Oy vermeyi ve yorum yapmayı unutmayınn.
İyi okumalarr 🤍
"Evet, iyi geçti sanırım." Dedim sırıtarak Yiğit'i izlerken.
"Aynen. Mükemmel geçti." O gözüne buz torbasını tutarken benim bakışlarım okul revirinde geziniyordu. Dudaklarımı büzüp Yiğit'in patlamış dudağında ve morarmış gözünde bakışlarımı gezdirdim.
"Baya güçlüymüşsün. Artık beni koruyabileceğine güvenim tam." Dedim alayla sırıtmaya devam ederek.
Ne mi olmuştu?
O ve erkek 'vampir' kavga etmeye başladığında sanki liseli iki ergen gibiydiler. Ben ise yanıma oturan birkaç kişiyle onları izlemeye başlamıştım.
Sanki iki doğaüstü varlık değillermiş gibi kavga etmişlerdi. Elime bir çekirdek alıp izlemediğim kalmıştı.
"Eee, senin şu süper güçlerine ne oldu?" Dedim. "Ateş falan?"
Bana yandan kısa bir bakış attı. "Evet, neden insanların ve okulun tam ortasında ellerimden ateş çıkarmayayım ki? Bu hiç garip değil. Alt tarafı uzaylı denekler haline gelirdik, bilirsin insanlar bilmedikleri şeyler hakkında deney yapmaya bayılırlar." Dedi ve başını salladı. "Ya da büyük bir kurda dönüşebilirdim.
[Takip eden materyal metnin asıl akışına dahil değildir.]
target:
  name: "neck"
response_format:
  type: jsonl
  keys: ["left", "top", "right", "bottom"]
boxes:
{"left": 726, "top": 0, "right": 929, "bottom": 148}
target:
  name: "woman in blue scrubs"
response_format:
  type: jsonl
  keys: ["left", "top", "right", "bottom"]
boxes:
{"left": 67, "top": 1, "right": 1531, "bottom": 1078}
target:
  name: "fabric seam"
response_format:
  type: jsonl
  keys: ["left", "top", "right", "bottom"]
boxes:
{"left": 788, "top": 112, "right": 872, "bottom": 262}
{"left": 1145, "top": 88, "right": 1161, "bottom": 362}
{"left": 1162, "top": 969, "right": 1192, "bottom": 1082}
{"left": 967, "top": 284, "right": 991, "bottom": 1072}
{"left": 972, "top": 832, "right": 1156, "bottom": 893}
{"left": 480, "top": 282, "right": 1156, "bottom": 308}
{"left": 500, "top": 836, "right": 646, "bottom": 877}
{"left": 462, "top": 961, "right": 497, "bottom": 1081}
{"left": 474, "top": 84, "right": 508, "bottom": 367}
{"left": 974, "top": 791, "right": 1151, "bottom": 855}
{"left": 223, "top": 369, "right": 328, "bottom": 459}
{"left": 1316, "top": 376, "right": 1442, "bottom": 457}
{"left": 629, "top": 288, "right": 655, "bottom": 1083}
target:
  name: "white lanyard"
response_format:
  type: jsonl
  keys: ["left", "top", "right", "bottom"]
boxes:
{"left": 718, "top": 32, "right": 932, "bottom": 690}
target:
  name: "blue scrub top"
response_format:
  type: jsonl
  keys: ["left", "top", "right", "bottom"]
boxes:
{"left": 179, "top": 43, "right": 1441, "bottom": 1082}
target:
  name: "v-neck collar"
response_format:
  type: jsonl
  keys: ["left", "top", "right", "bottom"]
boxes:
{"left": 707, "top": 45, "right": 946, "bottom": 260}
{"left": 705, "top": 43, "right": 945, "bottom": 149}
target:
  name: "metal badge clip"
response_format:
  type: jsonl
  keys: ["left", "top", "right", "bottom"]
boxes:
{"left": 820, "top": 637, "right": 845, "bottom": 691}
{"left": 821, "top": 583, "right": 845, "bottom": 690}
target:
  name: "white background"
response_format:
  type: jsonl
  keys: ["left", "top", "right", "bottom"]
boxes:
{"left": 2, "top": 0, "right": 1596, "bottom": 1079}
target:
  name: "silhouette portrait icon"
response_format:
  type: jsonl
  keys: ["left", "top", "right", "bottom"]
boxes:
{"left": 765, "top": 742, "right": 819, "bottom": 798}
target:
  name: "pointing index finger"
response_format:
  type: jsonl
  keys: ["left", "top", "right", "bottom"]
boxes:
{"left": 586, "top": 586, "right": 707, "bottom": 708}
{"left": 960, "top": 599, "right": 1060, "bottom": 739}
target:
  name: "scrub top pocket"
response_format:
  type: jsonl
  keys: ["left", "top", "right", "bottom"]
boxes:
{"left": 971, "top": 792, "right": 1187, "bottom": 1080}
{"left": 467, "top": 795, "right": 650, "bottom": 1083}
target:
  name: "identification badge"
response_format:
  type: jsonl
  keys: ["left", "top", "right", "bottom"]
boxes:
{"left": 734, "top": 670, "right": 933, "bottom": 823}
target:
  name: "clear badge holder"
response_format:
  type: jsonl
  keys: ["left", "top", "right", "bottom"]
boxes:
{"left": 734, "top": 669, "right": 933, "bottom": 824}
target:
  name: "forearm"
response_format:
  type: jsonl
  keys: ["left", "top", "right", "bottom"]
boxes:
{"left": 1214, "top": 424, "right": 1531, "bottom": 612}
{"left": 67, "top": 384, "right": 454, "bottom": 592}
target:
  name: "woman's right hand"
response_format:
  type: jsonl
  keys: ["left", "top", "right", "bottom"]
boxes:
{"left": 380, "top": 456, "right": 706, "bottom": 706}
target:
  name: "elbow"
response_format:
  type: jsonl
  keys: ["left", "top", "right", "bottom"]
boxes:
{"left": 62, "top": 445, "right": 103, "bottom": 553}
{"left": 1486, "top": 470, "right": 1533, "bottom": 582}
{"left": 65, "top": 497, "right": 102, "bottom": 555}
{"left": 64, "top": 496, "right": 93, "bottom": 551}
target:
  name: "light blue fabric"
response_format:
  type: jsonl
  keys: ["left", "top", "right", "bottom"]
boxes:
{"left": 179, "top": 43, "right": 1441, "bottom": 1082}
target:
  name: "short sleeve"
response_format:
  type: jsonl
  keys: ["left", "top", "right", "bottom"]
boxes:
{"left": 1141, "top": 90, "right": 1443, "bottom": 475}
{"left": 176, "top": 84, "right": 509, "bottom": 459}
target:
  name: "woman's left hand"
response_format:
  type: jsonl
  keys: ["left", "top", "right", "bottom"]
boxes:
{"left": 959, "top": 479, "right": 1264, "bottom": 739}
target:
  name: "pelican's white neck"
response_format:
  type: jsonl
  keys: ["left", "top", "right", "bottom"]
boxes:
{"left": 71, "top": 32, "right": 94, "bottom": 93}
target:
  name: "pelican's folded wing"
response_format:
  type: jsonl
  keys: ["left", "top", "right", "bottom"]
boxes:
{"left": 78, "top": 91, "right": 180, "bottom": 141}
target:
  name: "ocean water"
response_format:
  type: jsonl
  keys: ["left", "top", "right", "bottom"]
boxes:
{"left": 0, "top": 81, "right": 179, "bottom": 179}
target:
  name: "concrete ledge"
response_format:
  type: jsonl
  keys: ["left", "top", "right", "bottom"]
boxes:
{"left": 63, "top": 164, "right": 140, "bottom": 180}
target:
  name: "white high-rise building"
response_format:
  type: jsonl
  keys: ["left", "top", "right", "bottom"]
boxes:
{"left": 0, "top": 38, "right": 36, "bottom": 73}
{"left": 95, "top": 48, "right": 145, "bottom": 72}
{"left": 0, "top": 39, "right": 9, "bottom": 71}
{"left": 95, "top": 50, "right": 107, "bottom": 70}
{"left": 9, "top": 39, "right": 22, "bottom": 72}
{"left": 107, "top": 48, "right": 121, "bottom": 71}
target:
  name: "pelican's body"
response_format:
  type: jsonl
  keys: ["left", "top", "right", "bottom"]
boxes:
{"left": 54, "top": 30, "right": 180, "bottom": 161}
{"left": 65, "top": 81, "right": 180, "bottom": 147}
Okul bahçesinde fantastik film çekerdik, ne dersin?"
Homurdanarak bakışlarımı kaçırdım. "Tamam anladım."
Elbette normal iki ergen gibi kavga etmişlerdi, buna zorundalardı. İnsanların onların varlığını öğrenmemesi gerekiyordu.
Ayrıca denek olmayı hiç istemezdim.
"Şu vampir kız bir anda ortadan kayboldu, onu gördün mü?" Dedim erkek vampirin yanındaki kızı kastederek. Kavga başladığında gözlerini bana dikmişti ve bu ürkütücüydü.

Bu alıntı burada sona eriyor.